Another fact that many people are unaware of is that Dr. Seuss’s illustrations are steeped in racist propaganda, caricatures, and harmful stereotypes. Open one of his books (If I Ran a Zoo or And to Think That I Saw It On Mulberry Street, for example), and you’ll see the racist mockery in his art. Grace Hwang Lynch’s School Library Journal article, “Is the Cat in the Hat Racist? Read Across America Shifts Away from Dr. Seuss and Toward Diverse Books,” reports on Katie Ishizuka’s work analyzing the minstrel characteristics and trope nature of Seuss’s characters. Scholar Philip Nel’s new book, Was the Cat in the Hat Black?
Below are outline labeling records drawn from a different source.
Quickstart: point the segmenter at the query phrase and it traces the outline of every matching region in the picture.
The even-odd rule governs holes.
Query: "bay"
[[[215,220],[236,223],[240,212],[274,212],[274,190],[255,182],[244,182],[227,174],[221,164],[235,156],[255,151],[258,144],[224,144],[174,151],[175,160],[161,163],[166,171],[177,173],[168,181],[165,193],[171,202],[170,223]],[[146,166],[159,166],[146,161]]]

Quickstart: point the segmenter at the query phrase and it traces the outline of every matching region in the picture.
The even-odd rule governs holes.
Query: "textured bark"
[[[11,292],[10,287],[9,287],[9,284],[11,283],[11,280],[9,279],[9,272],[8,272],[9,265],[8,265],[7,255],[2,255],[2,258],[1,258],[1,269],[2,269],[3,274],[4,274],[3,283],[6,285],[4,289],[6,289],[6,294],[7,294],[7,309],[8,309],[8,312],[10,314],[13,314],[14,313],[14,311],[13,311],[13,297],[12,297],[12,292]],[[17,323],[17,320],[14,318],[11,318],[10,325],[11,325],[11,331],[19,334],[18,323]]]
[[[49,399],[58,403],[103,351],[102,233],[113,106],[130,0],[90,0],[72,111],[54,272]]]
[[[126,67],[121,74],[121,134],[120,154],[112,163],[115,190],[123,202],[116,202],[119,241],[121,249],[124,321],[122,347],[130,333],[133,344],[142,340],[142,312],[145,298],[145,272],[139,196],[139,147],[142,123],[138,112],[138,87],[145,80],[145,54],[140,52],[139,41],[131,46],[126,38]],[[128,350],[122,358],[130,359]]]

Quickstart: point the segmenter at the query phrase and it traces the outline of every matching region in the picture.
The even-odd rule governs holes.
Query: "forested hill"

The Hidden Racism of Children’s Literature, and the Need for Diverse Books, further explores and shines a spotlight on the systemic racism and oppression in education and literature.
I am honored that you recognized my students and our school. I can think of no better gift for children than books; it was a wonderful gesture, if one that could have been better thought out. Books can be a powerful way to learn about and experience the world around us; they help build empathy and understanding. In return, I’m attaching a list of ten books (it’s the librarian in me) that I hope will offer you a window into the lives of the many children affected by the policies of your husband’s administration. You and your husband have a direct impact on these children’s lives. Please make time to learn about and value them. I hope you share these books with your family and with kids around the country. And I encourage you to reach out to your local librarian for more recommendations.